Accogliendo il ricorso del governo bolivariano, la Corte d’Appello aveva disposto che, prima di sciogliere la riserva sulla delicata contesa, sarebbe stato necessario determinare se il governo britannico «riconosca il signor Guaidó come presidente del Venezuela a tutti gli effetti e, di conseguenza, non riconosca il signor Maduro come presidente a nessun effetto». Avanzando dunque il dubbio che il riconoscimento di Guaidó come presidente de iure non impedisse di considerare Maduro come presidente de facto, come sembrava suggerire il mantenimento da parte di Londra di regolari relazioni diplomatiche con Caracas.

La Corte suprema, tuttavia, ha corretto lunedì tale sentenza, definendo «non equivoca» la qualifica da parte di Londra «del signor Guaidò come presidente del Venezuela» e dando mandato al Tribunale commerciale del Regno unito di stabilire a chi, tra Maduro e il leader oppositore, restituire l’oro.

Durissima la risposta del ministero degli Esteri bolivariano: seguendo i dettami di Washington, si legge nella sua nota, «il governo britannico ricorre a una montatura politica fraudolenta, in complicità con fattori estremisti della politica venezuelana guidati dall’impostore Juan Guaidó, con il perverso obiettivo di rubare spudoratamente l’oro dei venezuelani e appropriarsi delle riserve internazionali del paese».

Che il Regno unito continui a considerare Guaidó come il legittimo presidente del Venezuela non potrebbe apparire più grottesco. Tanto più dopo il risultato delle «mega elezioni» municipali e regionali del 21 novembre scorso, stravinte dal governo Maduro e straperse dall’opposizione radicale che, convintasi a partecipare nuovamente alle elezioni dopo tre anni di boicottaggio, ha pagato tutto il discredito provocato dal saccheggio parassitario delle casse statali e dalla lunga serie di promesse mancate che hanno caratterizzato la stagione del «governo per Internet» dell’autoproclamato Guaidó.

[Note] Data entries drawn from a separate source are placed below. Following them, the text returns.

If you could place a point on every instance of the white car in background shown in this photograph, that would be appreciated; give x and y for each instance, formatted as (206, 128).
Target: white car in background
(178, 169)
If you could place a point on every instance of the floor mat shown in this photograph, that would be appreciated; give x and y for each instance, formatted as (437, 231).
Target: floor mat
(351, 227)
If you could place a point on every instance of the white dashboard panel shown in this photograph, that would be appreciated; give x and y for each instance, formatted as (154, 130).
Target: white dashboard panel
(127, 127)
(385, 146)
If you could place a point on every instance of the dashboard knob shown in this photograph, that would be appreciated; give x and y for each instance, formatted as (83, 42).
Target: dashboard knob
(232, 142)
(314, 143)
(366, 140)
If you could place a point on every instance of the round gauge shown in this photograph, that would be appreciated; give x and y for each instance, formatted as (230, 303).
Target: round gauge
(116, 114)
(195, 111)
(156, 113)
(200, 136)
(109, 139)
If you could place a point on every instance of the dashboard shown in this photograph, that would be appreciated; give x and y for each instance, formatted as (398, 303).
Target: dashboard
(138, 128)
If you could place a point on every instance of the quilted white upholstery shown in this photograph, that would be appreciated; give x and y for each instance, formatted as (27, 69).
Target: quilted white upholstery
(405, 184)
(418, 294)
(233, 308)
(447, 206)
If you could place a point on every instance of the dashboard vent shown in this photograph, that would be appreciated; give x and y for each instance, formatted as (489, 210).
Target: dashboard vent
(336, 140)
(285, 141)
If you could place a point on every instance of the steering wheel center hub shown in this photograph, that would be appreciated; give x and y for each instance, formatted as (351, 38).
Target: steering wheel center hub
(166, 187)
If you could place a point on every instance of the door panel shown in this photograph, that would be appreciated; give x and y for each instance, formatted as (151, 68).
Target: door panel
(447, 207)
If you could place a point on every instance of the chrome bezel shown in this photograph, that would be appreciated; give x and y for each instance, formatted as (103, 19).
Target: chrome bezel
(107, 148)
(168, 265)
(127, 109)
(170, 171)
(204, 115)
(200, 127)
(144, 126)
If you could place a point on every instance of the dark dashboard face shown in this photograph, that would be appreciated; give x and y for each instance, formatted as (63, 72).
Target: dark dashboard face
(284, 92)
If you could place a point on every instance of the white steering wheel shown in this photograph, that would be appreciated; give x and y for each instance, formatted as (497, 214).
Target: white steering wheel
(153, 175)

Elezioni legittimate dalla presenza di un esercito di osservatori internazionali, tra cui quelli del Centro Carter, delle Nazioni unite, del Ceela (Consiglio di esperti elettorali dell’America latina) e dell’Unione europea.

E se Guaidó – che dal 2019 a oggi ha visto calare da 60 a 16 i paesi che riconoscono la legittimità del suo «governo fake» – ha comunque deciso di prolungare il suo interinato fino alle prossime elezioni presidenziali, il suo isolamento diventa sempre più netto anche all’interno della stessa opposizione radicale: l’ultimo a voltargli le spalle è stato il dirigente di Primero Justicia, Julio Borges, che ha accusato il governo interino di essere «gestito da una casta», di essersi «burocratizzato» e di non compiere più alcuna funzione. Per concludere con un laconico «Deve sparire».